Ein Tag im Leben eines Schiffskochs
Seit 21 Jahren nennt er die Weltmeere sein Zuhause – Willy Leitgeb lebt seinen Bubentraum
Freundlich und ruhig blickt der Chef durch die Küche. Hektisch geht es am Vormittag zu. Die Öfen sind angeheizt, auf den Herdplatten stehen dampfende Töpfe. Es wird geschnippelt und gewalkt. In einer Ecke hängen Zettel mit Fotos von ganz speziellen Gästen, daneben sind Hinweise wie Veganer oder HistaminIntoleranz vermerkt.
Wer in Klischees denkt, fühlt sich in den kühlen Räumlichkeiten im Bauch des Schiffes bestätigt. Die Crew besteht aus Überzeugungstätern: mit Muskeln bepackt, und mit Tätowierungen geschmückt. So laut die „Schiffsjungen“, so unscheinbar der Küchenchef. Dünn, klein, Brille. Schnellen Schrittes klappert er die Stationen in der Küche ab. Bei der Pastamaschine bleibt er stehen. Sie klemmt, der Chef muss ran. Der nächste Hafen wird erst in zwei Tagen angefahren, keine Zeit für die Suche nach einem Spezialisten.
Bei Notfall Willy rufen
Irgendwann wurden ihm die Dolomiten zu eng, erzählt der 44-Jährige. „Bereits als Kind habe ich davon geträumt, Küchenchef auf einem Kreuzfahrtschiff zu werden.“Willy Leitgeb lebt seinen Traum – seit 21 Jahren arbeitet der Südtiroler für die Reederei Hapag Lloyd. 2013 stach er mit der neu gebauten MS Europa 2 in See. Weiße Strände und Salsamusik: Gerade machte das Schiff Station in Kuba, es folgen Tahiti, Bora Bora und Fidschi. Immer die gleichen Strände, immer die gleichen Gäste – birgt das nicht Fadesse? Leitgeb verneint, jeder Tag bringt neue Herausforderungen: Ein Neuer fällt wegen Seekrankheit aus, ein anderer hat Herzschmerz.

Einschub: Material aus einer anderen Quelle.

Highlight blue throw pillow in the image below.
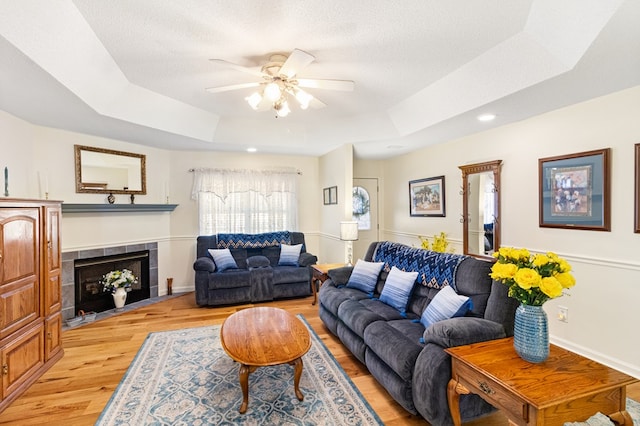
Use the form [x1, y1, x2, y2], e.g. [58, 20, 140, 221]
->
[379, 266, 418, 316]
[420, 285, 473, 329]
[278, 244, 302, 266]
[208, 248, 238, 272]
[346, 260, 384, 295]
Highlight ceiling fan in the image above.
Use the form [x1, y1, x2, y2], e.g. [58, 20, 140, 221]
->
[206, 49, 354, 117]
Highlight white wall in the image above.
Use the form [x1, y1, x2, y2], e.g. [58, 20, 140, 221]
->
[381, 85, 640, 377]
[318, 144, 353, 263]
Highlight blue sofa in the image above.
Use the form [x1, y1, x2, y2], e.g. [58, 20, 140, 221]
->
[193, 231, 317, 306]
[318, 241, 518, 425]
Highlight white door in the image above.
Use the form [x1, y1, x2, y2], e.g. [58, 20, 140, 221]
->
[352, 178, 379, 262]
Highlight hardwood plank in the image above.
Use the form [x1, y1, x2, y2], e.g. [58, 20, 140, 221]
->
[0, 292, 637, 425]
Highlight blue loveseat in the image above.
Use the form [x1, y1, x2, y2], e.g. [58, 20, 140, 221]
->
[193, 231, 317, 306]
[319, 241, 518, 425]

Wenn der Executive Chef seinen Job beschreibt, spricht er von logistischer Hochleistung. Fast 4000 Lebensmittel und Getränke lagern in drei Tief kühlkammern und neun Kühlkammern auf 800 qm2. 20 kg Käse, 70 kg Reis, 71 Flaschen Champagner, 110 Flaschen Weißwein, 400 kg Fleisch, 1400 Eier – ein Auszug benötigter Lebensmittel für nur einen Tag. „Diese werden zwei bis drei Monate im Voraus bestellt. In Deutschland werden die Waren in Container geladen und uns hinterhergeschickt. Man sollte nichts vergessen und genau planen. Frische Produkte wie Obst, Gemüse und Fisch werden frisch vor Ort eingekauft.“Stunden- lang sitzt der Schiffskoch in seinem Mini-Büro, liest die Bestellungen der Gäste vom Vortag, checkt die Lagerräume und vergleicht die Angebote der Händler in den Häfen. Der Warenwert übertrifft die Millionen-Grenze. Allein der Kaviar hat den Wert eines Einfamilienhauses.
Ein Tag kostet rund 700€
Die Reichen sollen auf der MS Europa 2 nicht das Gefühl haben, Urlaub auf einem Kreuzfahrtschiff zu machen: 370 Crewmitglieder stehen 500 Gästen gegenüber. Captain’s Dinner, Smoking und fixe Essenszeiten sind tabu. Für Golfspieler – Trainingsbereich mit Videowall –, Manager jenseits der 45 oder Pensionisten mit Rollator tischt der Südtiroler „Pommersches Rinderfilet auf Ragout vom Ochsenschwanz mit Paradeiser-Melanzani-Kompott und getrüffeltem Kartoffelschaum“auf. Ein bisschen Retro schadet nicht. Angesichts des Konzepts urteilte der Berlitz Cruise Guide 2016 „das beste Kreuzfahrtschiff der Welt“und vergab die Höchstnote 5Sterne-plus. Dafür muss man tief in die Tasche greifen: Ein Tag kostet rund 700 €.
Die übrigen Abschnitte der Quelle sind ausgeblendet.